EXHIBIT 10.94
SUPPLEMENTAL INDENTURE TO BE DELIVERED
BY GUARANTEEING SUBSIDIARIES
Supplemental Indenture (this "Supplemental Indenture"), dated as of August
5, 2004, among L-3 Communications Corporation (or its permitted successor), a
Delaware corporation (the "Company"), each subsidiary of the Company signatory
hereto (each, a "Guaranteeing Subsidiary", and collectively, the "Guaranteeing
Subsidiaries"), and The Bank of New York, as trustee under the indenture
referred to below (the "Trustee").
W I T N E S S E T H
WHEREAS, the Company has heretofore executed and delivered to the
Trustee an indenture (the "Indenture"), dated as of June 28, 2002 providing for
the issuance of an aggregate principal amount of up to $750,000,000 of 7 5/8%
Senior Subordinated Notes due 2012 (the "Notes");
WHEREAS, the Indenture provides that under certain circumstances the
Guaranteeing Subsidiaries shall execute and deliver to the Trustee a
supplemental indenture pursuant to which the Guaranteeing Subsidiaries shall
unconditionally guarantee all of the Company's obligations under the Notes and
the Indenture on the terms and conditions set forth herein (the "Subsidiary
Guarantee"); and
WHEREAS, pursuant to Section 9.01 of the Indenture, the Trustee is
authorized to execute and deliver this Supplemental Indenture.
NOW THEREFORE, in consideration of the foregoing and for other good and
valuable consideration, the receipt of which is hereby acknowledged, the
Guaranteeing Subsidiaries and the Trustee mutually covenant and agree for the
equal and ratable benefit of the Holders of the Notes as follows:
1. CAPITALIZED TERMS. Capitalized terms used herein without definition
shall have the meanings assigned to them in the Indenture.
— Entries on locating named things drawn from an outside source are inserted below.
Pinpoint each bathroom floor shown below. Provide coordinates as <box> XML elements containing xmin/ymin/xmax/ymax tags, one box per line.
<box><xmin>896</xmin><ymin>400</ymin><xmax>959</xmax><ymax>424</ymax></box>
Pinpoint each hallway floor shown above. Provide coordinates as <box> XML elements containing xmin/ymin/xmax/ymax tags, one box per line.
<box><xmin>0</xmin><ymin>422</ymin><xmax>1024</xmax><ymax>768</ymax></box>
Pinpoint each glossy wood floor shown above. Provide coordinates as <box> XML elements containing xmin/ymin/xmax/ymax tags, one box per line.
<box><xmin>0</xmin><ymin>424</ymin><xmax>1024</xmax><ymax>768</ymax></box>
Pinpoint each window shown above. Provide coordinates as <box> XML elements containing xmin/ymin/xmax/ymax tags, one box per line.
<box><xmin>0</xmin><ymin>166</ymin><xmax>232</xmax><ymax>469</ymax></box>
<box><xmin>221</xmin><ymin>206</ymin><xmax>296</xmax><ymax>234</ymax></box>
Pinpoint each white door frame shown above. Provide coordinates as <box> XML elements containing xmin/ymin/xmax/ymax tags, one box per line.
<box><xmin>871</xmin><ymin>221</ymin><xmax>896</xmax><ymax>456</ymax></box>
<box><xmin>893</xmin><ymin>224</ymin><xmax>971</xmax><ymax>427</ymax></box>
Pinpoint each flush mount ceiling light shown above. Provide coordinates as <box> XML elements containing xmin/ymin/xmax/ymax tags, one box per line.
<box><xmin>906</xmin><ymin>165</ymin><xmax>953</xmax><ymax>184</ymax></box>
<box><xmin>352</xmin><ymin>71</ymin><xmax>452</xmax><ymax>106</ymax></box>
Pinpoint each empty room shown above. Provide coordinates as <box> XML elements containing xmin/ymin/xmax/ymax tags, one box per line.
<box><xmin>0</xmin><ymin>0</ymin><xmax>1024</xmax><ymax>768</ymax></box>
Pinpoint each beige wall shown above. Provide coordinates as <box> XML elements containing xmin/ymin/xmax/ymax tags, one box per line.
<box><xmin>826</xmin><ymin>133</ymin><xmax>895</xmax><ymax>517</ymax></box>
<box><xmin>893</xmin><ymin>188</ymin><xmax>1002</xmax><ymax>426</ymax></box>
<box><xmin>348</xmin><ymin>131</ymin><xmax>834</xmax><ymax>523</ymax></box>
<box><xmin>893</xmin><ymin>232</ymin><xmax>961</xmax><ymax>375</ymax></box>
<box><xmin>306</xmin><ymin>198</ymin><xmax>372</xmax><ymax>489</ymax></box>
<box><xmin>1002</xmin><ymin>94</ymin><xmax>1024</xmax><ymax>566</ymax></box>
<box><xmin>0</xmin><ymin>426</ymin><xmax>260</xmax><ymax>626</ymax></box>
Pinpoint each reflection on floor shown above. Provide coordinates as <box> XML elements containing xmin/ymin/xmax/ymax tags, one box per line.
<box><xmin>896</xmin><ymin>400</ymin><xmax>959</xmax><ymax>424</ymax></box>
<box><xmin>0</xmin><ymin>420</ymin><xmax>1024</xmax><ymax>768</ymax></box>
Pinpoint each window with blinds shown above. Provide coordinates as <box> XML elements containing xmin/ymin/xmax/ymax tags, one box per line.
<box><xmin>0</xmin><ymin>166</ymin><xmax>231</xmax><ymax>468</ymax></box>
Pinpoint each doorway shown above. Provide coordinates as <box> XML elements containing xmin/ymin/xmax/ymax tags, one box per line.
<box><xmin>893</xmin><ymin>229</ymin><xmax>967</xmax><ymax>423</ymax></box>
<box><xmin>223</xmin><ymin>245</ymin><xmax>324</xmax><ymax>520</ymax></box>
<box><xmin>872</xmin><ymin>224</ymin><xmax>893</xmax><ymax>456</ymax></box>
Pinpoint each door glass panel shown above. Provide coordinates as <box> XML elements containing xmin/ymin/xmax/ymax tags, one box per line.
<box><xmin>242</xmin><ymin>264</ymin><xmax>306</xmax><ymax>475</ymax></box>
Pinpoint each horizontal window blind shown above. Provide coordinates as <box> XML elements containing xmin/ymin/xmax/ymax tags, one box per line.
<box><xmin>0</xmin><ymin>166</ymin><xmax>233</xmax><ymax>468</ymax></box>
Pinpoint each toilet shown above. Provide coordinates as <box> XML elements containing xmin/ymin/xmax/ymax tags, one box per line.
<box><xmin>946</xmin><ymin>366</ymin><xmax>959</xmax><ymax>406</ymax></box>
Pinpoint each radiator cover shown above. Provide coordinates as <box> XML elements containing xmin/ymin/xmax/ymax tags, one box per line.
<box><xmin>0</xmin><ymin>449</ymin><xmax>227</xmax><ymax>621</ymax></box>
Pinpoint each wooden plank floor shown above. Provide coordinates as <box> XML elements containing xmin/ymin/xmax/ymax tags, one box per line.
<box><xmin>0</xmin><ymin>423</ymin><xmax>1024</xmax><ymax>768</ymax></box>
2. AGREEMENT TO GUARANTEE. Each Guaranteeing Subsidiary hereby agrees
as follows:
(a) Such Guaranteeing Subsidiary, jointly and severally with all
other current and future guarantors of the Notes
(collectively, the "Guarantors" and each, a "Guarantor"),
unconditionally guarantees to each Holder of a Note
authenticated and delivered by the Trustee and to the Trustee
and its successors and assigns, regardless of the validity and
enforceability of the Indenture, the Notes or the Obligations
of the Company under the Indenture or the Notes, that:
(i) the principal of, premium, interest and Additional
Amounts, if any, on the Notes will be promptly paid in
full when due, whether at maturity, by acceleration,
redemption or otherwise, and interest on the overdue
principal of, premium, interest and Additional Amounts,
if any, on the Notes, to the extent lawful, and all
other Obligations of the Company to the Holders or the
Trustee thereunder or under the Indenture will be
promptly paid in full, all in accordance with the terms
thereof; and
(ii) in case of any extension of time for payment or renewal
of any Notes or any of such other Obligations, that the
same will be promptly paid in full when due in
accordance with the terms of the extension or renewal,
whether at stated maturity, by acceleration or
otherwise.
(b) Notwithstanding the foregoing, in the event that this
Subsidiary Guarantee would constitute or result in a violation
of any applicable fraudulent conveyance or similar law of any
relevant jurisdiction, the liability of such Guaranteeing
Subsidiary under this Supplemental Indenture and its
Subsidiary Guarantee shall be reduced to the maximum amount
permissible under such fraudulent conveyance or similar law.
3. EXECUTION AND DELIVERY OF SUBSIDIARY GUARANTEES.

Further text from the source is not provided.